Several Alternate routes were added in Indiana as well:

- US 41 from Evansville to Haubstadt
- SR 66 from Rockport through Grandview to SR 70
- US 231/SR 45 from Rockport via Chrisney and Gentryville to US 460/SR 62/SR 68 at Dale
- SR 67 from Vincennes via Bicknell, Edwardsport, Westphalia, Sandborn, Marco, Lyons, Switz City, Worthington and Freedom to SR 46 at Spencer
- SR 46 from Spencer via Ellettsville and Bloomington to SR 135 at Nashville
- SR 135 from Nashville via Story and Freetown south to US 50
- US 50 west to SR 37 at Bedford
- SR 37 from Bedford south to SR 60 at Mitchell
- SR 60 east from Mitchell to US 31E at Jeffersonville
In more recent years, a portion of the Trail was rerouted again to follow US 231 north to Jasper, and then west on SR 56 to SR 61 north of Winslow. From here it follows SR 61 to Vincennes.

=== Illinois ===
In Illinois, there were two branches of the Trail designated as the Southern Branch and Eastern Branch. The Southern Branch began on the Illinois side of the Wabash River opposite New Harmony, Indiana. The Eastern Branch began at Westport, on the western end of the Lincoln Memorial Bridge across from Vincennes, Indiana.

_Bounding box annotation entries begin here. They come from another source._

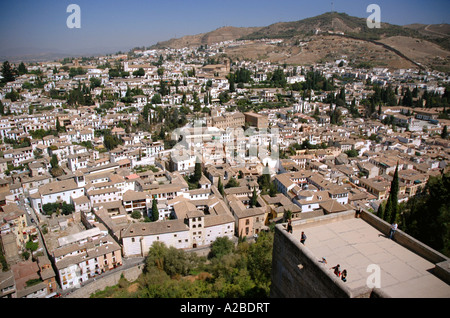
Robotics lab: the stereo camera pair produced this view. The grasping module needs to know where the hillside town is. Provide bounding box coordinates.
[0,39,450,298]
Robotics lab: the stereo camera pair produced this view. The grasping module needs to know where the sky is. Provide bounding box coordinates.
[0,0,450,55]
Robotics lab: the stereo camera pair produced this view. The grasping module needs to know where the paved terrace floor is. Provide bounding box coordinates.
[293,218,450,298]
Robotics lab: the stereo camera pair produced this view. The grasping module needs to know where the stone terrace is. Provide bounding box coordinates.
[293,218,450,298]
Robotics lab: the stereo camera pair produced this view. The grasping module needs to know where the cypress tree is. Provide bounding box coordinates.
[152,198,159,221]
[389,163,399,224]
[377,202,384,220]
[250,188,258,208]
[217,177,225,195]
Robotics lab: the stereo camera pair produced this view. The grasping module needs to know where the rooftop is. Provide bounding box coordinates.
[293,217,450,298]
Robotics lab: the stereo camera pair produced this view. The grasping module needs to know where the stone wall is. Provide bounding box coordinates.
[65,264,144,298]
[270,211,371,298]
[270,210,450,298]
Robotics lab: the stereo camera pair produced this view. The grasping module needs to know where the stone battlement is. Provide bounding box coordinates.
[271,210,450,298]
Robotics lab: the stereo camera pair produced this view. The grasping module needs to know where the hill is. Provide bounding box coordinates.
[241,12,421,40]
[147,12,450,72]
[151,26,260,49]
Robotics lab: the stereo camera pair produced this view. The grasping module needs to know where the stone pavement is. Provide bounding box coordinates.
[293,218,450,298]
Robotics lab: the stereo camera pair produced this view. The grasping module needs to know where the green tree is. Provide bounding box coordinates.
[17,62,28,75]
[441,125,448,139]
[152,198,159,222]
[50,154,59,169]
[2,61,14,83]
[250,188,258,208]
[217,177,225,196]
[400,173,450,257]
[192,160,202,182]
[386,163,399,224]
[225,178,240,189]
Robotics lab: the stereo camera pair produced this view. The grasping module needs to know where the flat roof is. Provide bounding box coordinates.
[293,218,450,298]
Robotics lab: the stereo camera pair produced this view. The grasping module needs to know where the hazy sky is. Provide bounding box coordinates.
[0,0,450,53]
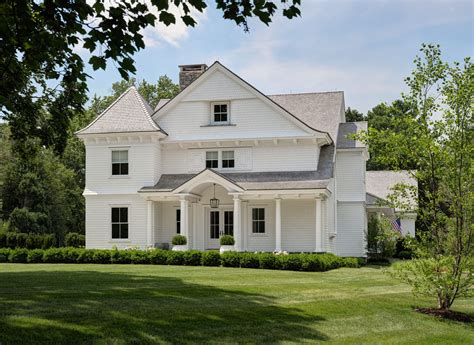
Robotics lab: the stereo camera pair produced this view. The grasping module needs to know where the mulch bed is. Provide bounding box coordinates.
[414,308,474,323]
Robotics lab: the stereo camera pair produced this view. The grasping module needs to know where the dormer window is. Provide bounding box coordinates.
[211,102,230,125]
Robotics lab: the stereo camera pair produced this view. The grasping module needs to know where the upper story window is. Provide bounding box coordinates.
[112,150,128,175]
[252,208,265,234]
[206,151,219,169]
[222,151,235,169]
[211,102,230,125]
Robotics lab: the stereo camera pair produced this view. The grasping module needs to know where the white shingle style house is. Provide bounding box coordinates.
[77,62,415,256]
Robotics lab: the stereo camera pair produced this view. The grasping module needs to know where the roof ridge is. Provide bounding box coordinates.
[131,86,161,131]
[74,86,135,134]
[266,90,344,97]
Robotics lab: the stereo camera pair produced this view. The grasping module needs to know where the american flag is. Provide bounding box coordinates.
[390,218,402,235]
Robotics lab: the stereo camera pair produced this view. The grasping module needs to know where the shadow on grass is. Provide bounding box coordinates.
[0,270,327,345]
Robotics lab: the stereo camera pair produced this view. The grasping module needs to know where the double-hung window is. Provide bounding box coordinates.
[112,150,128,175]
[211,103,230,125]
[222,151,235,169]
[112,207,128,239]
[206,151,219,169]
[252,208,265,234]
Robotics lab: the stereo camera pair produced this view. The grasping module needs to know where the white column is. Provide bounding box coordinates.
[234,195,242,251]
[146,200,154,247]
[180,198,189,246]
[315,198,323,252]
[275,198,281,252]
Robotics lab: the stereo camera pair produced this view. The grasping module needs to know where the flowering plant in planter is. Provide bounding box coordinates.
[219,235,235,254]
[171,235,188,251]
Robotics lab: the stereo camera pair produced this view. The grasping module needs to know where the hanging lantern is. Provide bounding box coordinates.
[209,183,219,208]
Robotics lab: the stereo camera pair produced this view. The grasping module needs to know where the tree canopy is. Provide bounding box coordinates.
[0,0,301,153]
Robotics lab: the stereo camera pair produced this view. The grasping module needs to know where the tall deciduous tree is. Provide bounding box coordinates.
[365,45,474,310]
[0,0,301,152]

The Southern Branch followed:

- US 460 west through the cities of Carmi and McLeansboro to Route 37 at Mt. Vernon
- Route 37 north to US 50 at Salem
- US 50 west and US 51 north to Route 185 at Vandalia
- Route 185 to US 66, Routes 48 and 127 at Hillsboro
- US 66 to Springfield
- Portions of Routes 155, 125 and 97 between Springfield, Petersburg and Lincoln

The Eastern Branch followed:

- Route 33 and Route 1 north from west of Vincennes to near Marshall
- Local roadways from Marshall to Route 121 at Charleston
- Routes 121 and 32 through Mattoon and Decatur to Lincoln

Alternate routes with no notable Lincoln ties (at least as far as the 1963 brochure indicated) included:

- One connecting Carmi via US 45 to Eldorado and Harrisburg, south to Route 1 and Cairo, and then northwest along Route 3 from Cairo to Chester
- Another from McLeansboro to Carbondale, then west on Route 13 to Route 3
- A route following US 24 from Petersburg to Quincy
- And finally a route via Route 96, US 34, US 150 and Route 121 from Quincy through Monmouth, Galesburg and Peoria back to Lincoln

== Decline ==
As the Interstate Highway System began to be completed in Indiana, Illinois and Kentucky throughout the 1970s, traffic numbers on these older state and U.S. highways declined and, eventually, as signs wore out, many were not replaced. This has been especially true in Kentucky.

Indiana has maintained signage on the main line of the Trail and rerouted it in some areas, as mentioned above. Alternate routes are generally no longer marked, but a notable exception is the segment of US 231 and SR 67 between Worthington and Spencer, where several reassurance markers can be seen.

Until recent years, Illinois, for its part, has done a much better job of continuing to maintain signage in many areas, and the route is fairly easy to follow. However, the Trail is no longer marked on IDOT highway maps produced for the public; the last to show it was the 2017–2018 issue.